Data mining functionalities are used to represent the type of patterns that have to be discovered in data mining tasks. In general, data mining tasks can be classified into two types including descriptive and predictive. Descriptive mining tasks define the common features of the data in the database and the predictive mining tasks act inference on the current information to develop predictions.
There are various data mining functionalities which are as follows −
Data characterization − It is a summarization of the general characteristics of an object class of data. The data corresponding to the user-specified class is generally collected by a database query. The output of data characterization can be presented in multiple forms.
Data discrimination − It is a comparison of the general characteristics of target class data objects with the general characteristics of objects from one or a set of contrasting classes. The target and contrasting classes can be represented by the user, and the equivalent data objects fetched through database queries.
Association Analysis − It analyses the set of items that generally occur together in a transactional dataset. There are two parameters that are used for determining the association rules −
It provides which identifies the common item set in the database.
Confidence is the conditional probability that an item occurs in a transaction when another item occurs.
Classification − Classification is the procedure of discovering a model that represents and distinguishes data classes or concepts, for the objective of being able to use the model to predict the class of objects whose class label is anonymous. The derived model is established on the analysis of a set of training data (i.e., data objects whose class label is common).
Prediction − It defines predict some unavailable data values or pending trends. An object can be anticipated based on the attribute values of the object and attribute values of the classes. It can be a prediction of missing numerical values or increase/decrease trends in time-related information.

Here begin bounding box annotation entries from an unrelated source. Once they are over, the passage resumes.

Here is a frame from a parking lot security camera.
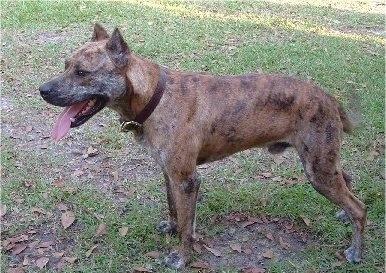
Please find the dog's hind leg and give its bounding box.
[335,170,352,223]
[296,128,366,263]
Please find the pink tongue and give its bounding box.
[52,101,88,141]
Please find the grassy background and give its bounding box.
[0,0,385,272]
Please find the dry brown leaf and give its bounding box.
[241,216,258,228]
[279,236,290,249]
[241,267,265,273]
[36,257,50,269]
[145,251,161,259]
[300,215,311,227]
[7,234,29,244]
[52,177,64,188]
[61,210,75,229]
[189,261,209,269]
[331,261,343,268]
[72,170,84,177]
[86,244,98,258]
[0,204,7,217]
[63,257,78,264]
[133,267,153,273]
[38,241,54,248]
[265,232,275,241]
[92,212,105,221]
[31,208,47,215]
[7,267,25,273]
[118,227,129,237]
[57,203,68,211]
[193,243,202,254]
[28,239,40,249]
[12,244,27,255]
[263,249,273,259]
[95,223,107,237]
[229,243,241,253]
[22,255,31,266]
[110,171,119,182]
[204,245,222,257]
[52,251,64,259]
[261,172,272,178]
[82,146,98,158]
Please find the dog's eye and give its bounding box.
[75,69,90,77]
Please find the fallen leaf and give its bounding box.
[12,244,27,255]
[204,245,222,257]
[279,236,290,249]
[0,204,7,217]
[110,171,119,182]
[95,223,107,237]
[133,267,153,273]
[52,177,64,188]
[331,261,343,268]
[82,146,98,158]
[145,251,161,259]
[229,243,241,253]
[86,244,98,258]
[72,170,84,177]
[193,243,202,254]
[63,257,78,264]
[38,241,54,248]
[261,172,272,178]
[32,208,47,215]
[52,251,64,259]
[7,234,29,244]
[189,261,209,269]
[28,240,40,249]
[243,248,252,255]
[263,249,273,259]
[241,267,265,273]
[265,232,275,241]
[7,267,24,273]
[118,227,129,237]
[61,210,75,229]
[260,197,268,208]
[300,215,311,227]
[36,257,50,269]
[57,203,68,211]
[22,255,31,266]
[241,216,258,228]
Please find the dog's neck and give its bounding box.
[111,53,164,121]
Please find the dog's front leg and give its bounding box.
[158,173,177,235]
[165,172,200,269]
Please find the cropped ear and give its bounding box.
[91,23,109,42]
[106,28,130,68]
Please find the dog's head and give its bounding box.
[39,24,130,140]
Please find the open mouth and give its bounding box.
[52,98,107,141]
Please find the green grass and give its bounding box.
[0,0,385,272]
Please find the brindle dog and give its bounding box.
[40,24,366,269]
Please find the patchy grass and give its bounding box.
[1,0,385,272]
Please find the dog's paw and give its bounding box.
[344,246,362,264]
[157,221,177,235]
[165,251,185,270]
[335,209,350,223]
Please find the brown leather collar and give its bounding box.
[121,69,166,132]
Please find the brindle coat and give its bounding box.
[40,25,366,268]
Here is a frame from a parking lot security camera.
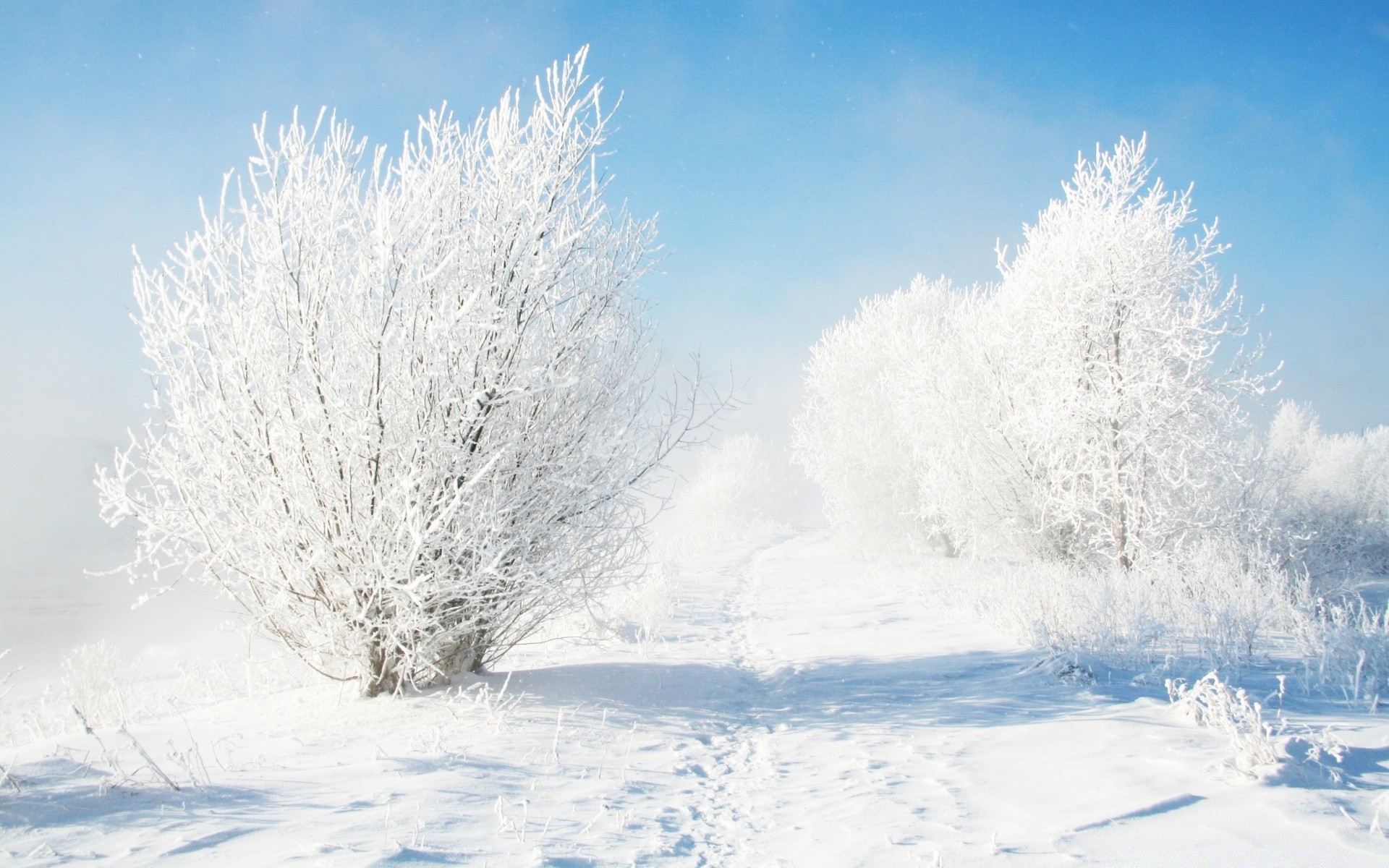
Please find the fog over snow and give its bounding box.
[0,0,1389,865]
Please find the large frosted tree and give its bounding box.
[797,140,1264,569]
[98,51,711,694]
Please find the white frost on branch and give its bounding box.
[98,50,717,694]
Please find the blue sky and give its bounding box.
[0,0,1389,574]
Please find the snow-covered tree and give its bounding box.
[796,140,1264,569]
[986,140,1265,568]
[1264,401,1389,579]
[98,51,697,694]
[791,276,983,550]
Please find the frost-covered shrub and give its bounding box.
[653,435,793,560]
[62,640,139,726]
[922,545,1299,678]
[1167,672,1279,776]
[1265,401,1389,582]
[1297,599,1389,708]
[796,140,1264,569]
[100,51,716,694]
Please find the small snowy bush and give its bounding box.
[62,640,139,726]
[794,140,1265,569]
[1265,401,1389,583]
[1299,599,1389,708]
[653,435,789,560]
[922,546,1296,676]
[1167,672,1279,776]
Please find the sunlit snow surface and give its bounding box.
[0,533,1389,868]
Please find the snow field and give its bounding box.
[0,533,1389,868]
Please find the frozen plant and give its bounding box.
[1167,672,1278,775]
[1264,401,1389,583]
[98,50,717,696]
[654,435,789,558]
[796,140,1267,571]
[1297,599,1389,710]
[62,640,137,726]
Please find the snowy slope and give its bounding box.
[0,533,1389,868]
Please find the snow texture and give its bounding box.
[0,533,1389,868]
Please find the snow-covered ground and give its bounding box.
[0,533,1389,868]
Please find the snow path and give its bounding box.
[0,533,1389,868]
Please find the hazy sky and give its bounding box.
[0,0,1389,583]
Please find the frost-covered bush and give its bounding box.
[1297,599,1389,708]
[1265,401,1389,582]
[654,435,791,560]
[62,642,139,726]
[796,140,1264,569]
[100,51,716,694]
[791,276,986,553]
[1167,672,1279,776]
[922,545,1300,678]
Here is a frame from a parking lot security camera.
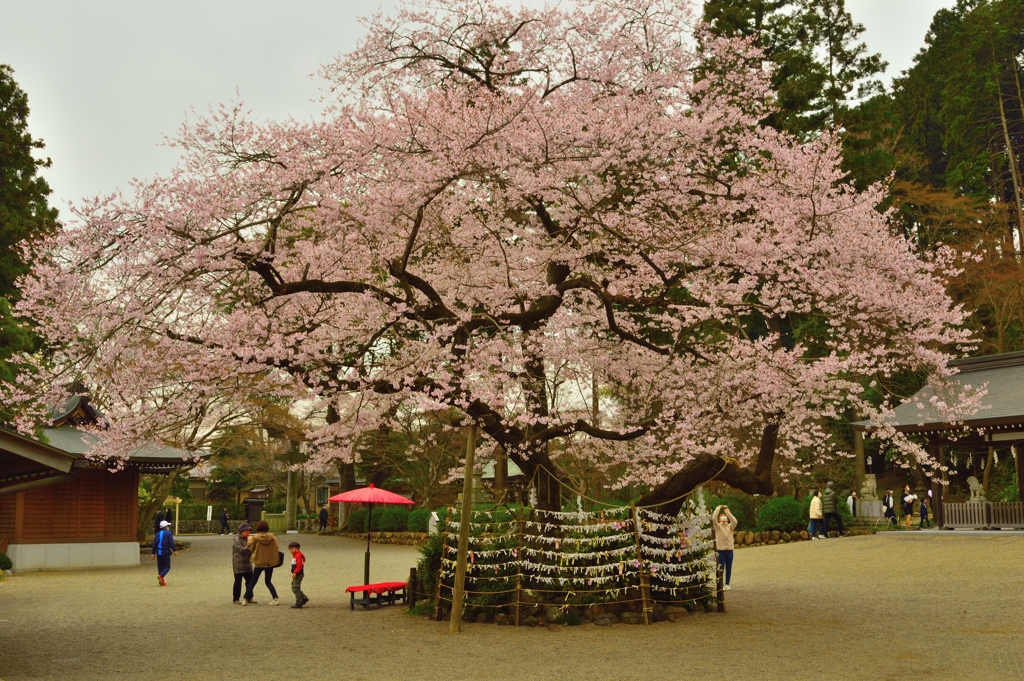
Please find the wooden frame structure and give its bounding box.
[853,352,1024,529]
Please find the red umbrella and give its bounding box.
[328,482,415,584]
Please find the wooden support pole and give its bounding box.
[515,508,524,627]
[633,506,650,625]
[449,423,476,634]
[853,430,867,510]
[434,507,452,622]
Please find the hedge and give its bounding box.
[758,497,810,533]
[409,508,430,533]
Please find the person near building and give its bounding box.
[711,506,738,589]
[821,481,846,537]
[242,520,282,605]
[900,484,918,529]
[882,490,899,525]
[153,520,178,587]
[808,490,824,539]
[319,506,331,533]
[921,499,932,529]
[288,542,309,609]
[231,522,256,603]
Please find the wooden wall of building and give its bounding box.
[6,467,138,544]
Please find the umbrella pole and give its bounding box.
[362,504,374,584]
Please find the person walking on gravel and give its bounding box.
[319,506,331,533]
[711,506,738,589]
[153,520,178,587]
[900,484,918,529]
[288,542,309,609]
[821,482,846,537]
[231,522,256,603]
[808,490,821,539]
[882,490,899,525]
[242,520,281,605]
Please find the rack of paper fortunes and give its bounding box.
[437,491,716,626]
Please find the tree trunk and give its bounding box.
[135,466,191,544]
[637,423,778,515]
[992,54,1024,249]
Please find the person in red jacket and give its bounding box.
[288,542,309,609]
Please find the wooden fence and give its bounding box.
[942,502,1024,529]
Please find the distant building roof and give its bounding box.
[853,352,1024,432]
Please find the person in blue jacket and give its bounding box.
[153,520,178,587]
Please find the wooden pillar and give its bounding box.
[928,435,949,529]
[1011,444,1024,502]
[449,423,476,634]
[495,444,509,491]
[853,430,867,503]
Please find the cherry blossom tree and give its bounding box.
[8,0,972,510]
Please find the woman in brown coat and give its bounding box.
[242,520,280,605]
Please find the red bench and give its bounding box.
[345,582,409,610]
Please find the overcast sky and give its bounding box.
[0,0,953,212]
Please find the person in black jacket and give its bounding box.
[321,506,331,531]
[153,520,178,587]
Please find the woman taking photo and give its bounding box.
[242,520,281,605]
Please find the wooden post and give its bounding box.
[449,423,476,634]
[633,506,650,625]
[1011,444,1024,502]
[495,443,509,491]
[515,508,523,627]
[853,430,867,510]
[434,507,452,622]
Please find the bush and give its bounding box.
[758,497,810,533]
[708,495,758,529]
[416,533,444,603]
[374,506,409,533]
[803,491,853,529]
[409,508,430,533]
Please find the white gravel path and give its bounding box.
[0,535,1024,681]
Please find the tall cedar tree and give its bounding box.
[703,0,887,137]
[0,65,57,393]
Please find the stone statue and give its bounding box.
[967,475,988,504]
[860,473,879,502]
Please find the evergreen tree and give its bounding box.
[703,0,886,136]
[0,65,57,401]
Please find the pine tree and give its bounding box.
[0,65,57,395]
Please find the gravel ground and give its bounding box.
[0,533,1024,681]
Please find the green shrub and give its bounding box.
[374,506,409,533]
[758,497,807,533]
[409,508,430,533]
[555,610,583,627]
[802,491,853,529]
[416,533,444,603]
[348,508,367,533]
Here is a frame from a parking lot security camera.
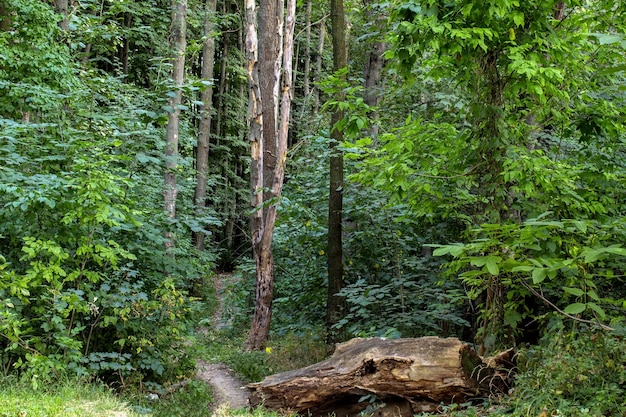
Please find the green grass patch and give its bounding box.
[0,378,140,417]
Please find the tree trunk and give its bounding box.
[303,0,313,98]
[313,19,326,114]
[54,0,70,32]
[363,4,385,137]
[246,0,296,350]
[163,0,187,254]
[192,0,217,250]
[326,0,348,344]
[248,337,513,417]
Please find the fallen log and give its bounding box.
[248,337,510,417]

Clustering − It is similar to classification but the classes are not predefined. The classes are represented by data attributes. It is unsupervised learning. The objects are clustered or grouped, depends on the principle of maximizing the intraclass similarity and minimizing the intraclass similarity.
Outlier analysis − Outliers are data elements that cannot be grouped in a given class or cluster. These are the data objects which have multiple behaviour from the general behaviour of other data objects. The analysis of this type of data can be essential to mine the knowledge.
Evolution analysis − It defines the trends for objects whose behaviour changes over some time.